METALEPTIC LOVE IN THE ENGLISH-CANADIAN POSTMODERN NOVEL – Monika Leferman

Love has been a staple and chameleonic trope in literature that inspired poets and novelists alike since times immemorial, becoming one of the most pervasive themes in literary texts over the centuries. The traditional understanding of the concept ranged from abstract to more scientific and it has been theorized in fields of study as diverse as philosophy, theology, and psychology. In literature, love mostly appears intertwined with romantic and erotic feelings, but postmodern fiction expands its semantic field by experimenting with a new typology, namely metaleptic love. In Canadian literature, one twentieth-century novel that illustrates a specific form of metaleptic love by using intertextuality is Timothy Findley’s Headhunter (1993). This paper argues that intertextuality is not just a marker of the postmodernist strategies embraced by Findley in his masterpiece, but it also functions as a symbol of metaleptic love and implicitly becomes a marker of ontological plurality.

Monika Leferman

Author

    Monika Leferman is a PhD Candidate at the English Department of the Faculty of Letters of “Babeș-Bolyai” University, Cluj-Napoca, where she currently teaches practical courses in grammar and vocabulary.
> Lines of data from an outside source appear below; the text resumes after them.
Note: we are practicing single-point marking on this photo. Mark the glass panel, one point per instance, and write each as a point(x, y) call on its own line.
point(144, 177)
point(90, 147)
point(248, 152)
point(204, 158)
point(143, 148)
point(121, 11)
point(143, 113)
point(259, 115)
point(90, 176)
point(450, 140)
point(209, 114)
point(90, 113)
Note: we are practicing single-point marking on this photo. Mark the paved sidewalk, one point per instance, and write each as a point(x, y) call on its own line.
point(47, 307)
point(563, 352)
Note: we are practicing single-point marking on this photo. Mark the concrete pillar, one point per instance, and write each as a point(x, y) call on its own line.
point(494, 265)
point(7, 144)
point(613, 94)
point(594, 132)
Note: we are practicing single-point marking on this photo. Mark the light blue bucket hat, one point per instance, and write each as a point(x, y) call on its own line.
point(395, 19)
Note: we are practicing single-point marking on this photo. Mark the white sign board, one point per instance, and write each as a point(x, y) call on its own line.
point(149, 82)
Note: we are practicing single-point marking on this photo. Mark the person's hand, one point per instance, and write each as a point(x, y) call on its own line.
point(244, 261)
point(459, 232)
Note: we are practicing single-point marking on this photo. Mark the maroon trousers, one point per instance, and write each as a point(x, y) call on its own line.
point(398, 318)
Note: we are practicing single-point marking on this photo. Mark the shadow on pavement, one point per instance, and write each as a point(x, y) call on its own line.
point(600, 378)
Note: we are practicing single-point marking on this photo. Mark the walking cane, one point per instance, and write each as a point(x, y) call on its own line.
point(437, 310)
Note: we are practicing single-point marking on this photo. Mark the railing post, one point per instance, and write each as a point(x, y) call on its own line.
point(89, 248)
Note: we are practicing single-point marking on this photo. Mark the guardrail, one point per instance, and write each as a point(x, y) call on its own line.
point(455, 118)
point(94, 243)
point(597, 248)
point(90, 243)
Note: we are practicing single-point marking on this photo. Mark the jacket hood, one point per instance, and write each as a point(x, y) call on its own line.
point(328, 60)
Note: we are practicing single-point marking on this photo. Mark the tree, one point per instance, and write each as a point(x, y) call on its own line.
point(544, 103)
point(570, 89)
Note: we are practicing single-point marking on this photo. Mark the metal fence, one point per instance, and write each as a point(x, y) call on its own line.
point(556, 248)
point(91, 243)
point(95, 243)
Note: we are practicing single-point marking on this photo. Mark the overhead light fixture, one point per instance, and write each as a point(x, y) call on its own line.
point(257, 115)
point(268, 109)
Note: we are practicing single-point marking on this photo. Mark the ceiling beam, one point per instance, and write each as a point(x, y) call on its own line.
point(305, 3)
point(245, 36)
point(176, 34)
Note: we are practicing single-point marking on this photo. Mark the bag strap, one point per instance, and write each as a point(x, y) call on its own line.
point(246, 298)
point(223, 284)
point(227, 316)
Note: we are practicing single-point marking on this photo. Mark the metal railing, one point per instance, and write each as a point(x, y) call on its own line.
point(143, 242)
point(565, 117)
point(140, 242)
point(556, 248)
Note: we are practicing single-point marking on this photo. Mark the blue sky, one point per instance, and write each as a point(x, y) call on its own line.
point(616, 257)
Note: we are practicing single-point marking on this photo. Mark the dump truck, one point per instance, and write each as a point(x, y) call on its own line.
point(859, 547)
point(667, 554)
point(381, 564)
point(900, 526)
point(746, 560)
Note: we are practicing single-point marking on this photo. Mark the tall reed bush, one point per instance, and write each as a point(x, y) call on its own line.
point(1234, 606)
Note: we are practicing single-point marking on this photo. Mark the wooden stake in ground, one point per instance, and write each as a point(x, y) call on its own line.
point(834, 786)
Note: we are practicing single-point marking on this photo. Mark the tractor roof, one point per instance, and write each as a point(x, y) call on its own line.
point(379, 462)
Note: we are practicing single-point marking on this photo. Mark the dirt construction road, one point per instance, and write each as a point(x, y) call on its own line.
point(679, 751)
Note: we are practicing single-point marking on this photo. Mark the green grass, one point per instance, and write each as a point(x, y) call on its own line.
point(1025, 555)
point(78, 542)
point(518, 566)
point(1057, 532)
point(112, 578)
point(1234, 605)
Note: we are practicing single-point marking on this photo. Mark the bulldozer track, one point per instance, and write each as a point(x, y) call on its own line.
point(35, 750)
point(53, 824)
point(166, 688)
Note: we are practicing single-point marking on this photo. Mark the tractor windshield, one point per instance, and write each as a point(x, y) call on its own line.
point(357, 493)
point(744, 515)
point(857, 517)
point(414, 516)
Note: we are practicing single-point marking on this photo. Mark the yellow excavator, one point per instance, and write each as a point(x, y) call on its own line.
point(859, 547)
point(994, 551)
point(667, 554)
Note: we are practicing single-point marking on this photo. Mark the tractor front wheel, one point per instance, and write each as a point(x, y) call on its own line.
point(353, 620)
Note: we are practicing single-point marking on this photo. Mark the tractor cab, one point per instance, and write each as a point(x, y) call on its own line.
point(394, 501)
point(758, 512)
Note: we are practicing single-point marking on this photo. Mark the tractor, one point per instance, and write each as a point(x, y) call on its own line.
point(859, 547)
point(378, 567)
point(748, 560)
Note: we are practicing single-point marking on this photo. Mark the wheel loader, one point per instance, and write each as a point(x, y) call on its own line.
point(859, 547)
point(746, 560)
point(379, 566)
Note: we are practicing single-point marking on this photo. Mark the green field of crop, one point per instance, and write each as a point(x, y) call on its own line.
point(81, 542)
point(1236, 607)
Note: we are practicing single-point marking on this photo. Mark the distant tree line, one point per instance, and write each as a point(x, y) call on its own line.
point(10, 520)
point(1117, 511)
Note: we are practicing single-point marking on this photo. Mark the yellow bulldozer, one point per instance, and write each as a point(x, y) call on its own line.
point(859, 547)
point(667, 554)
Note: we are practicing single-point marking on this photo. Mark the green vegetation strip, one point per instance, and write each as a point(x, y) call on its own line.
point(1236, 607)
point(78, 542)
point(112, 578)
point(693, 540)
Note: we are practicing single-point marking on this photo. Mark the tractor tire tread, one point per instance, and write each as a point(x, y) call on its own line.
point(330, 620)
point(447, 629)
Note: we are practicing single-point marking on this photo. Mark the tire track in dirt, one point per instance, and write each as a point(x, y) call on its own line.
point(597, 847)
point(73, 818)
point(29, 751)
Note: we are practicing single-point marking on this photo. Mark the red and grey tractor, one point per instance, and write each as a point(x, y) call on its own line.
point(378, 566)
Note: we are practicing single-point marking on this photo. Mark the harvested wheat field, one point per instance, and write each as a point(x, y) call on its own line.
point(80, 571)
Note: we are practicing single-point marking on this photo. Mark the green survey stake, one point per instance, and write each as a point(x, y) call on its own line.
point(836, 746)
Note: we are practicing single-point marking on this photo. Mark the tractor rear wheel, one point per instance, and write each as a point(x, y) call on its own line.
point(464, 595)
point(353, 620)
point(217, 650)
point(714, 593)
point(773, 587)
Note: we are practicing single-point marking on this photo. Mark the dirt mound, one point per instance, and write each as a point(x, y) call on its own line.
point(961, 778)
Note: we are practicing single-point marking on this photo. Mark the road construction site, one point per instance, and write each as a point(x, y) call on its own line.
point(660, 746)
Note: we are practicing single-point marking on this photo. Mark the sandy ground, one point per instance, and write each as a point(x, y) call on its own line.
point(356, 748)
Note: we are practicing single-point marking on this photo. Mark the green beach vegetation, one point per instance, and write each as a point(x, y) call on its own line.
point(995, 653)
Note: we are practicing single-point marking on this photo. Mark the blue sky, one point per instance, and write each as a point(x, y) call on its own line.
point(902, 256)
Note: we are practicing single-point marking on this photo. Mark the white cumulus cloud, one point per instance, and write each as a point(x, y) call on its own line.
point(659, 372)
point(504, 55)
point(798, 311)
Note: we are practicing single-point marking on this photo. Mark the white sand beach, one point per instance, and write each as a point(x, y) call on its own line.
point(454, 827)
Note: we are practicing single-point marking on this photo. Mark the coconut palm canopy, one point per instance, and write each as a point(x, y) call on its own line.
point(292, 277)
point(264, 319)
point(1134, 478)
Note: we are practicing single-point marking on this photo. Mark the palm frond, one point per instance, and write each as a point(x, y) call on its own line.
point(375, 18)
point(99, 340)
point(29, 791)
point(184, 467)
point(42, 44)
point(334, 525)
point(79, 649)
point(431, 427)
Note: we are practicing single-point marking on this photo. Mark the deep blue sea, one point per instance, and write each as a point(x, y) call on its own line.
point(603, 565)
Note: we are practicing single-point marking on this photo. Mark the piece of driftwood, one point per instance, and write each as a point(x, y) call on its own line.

Her academic interests include Canadian Literature, Victorian literature, the English novel of the twentieth century, and the fantastic in fiction. She has published articles in these fields and presented papers on various topics at prestigious conferences in Europe. Her doctoral thesis is entitled “Displacement in Contemporary Canadian Fantastic Fiction” and it sets to explore the concept of displacement through the lens of postmodernist theory, narratology, and cultural studies in the works of Canadian authors such as Jack Hodgins, Gwendolyn MacEwen, Timothy Findley, and Brian Moore.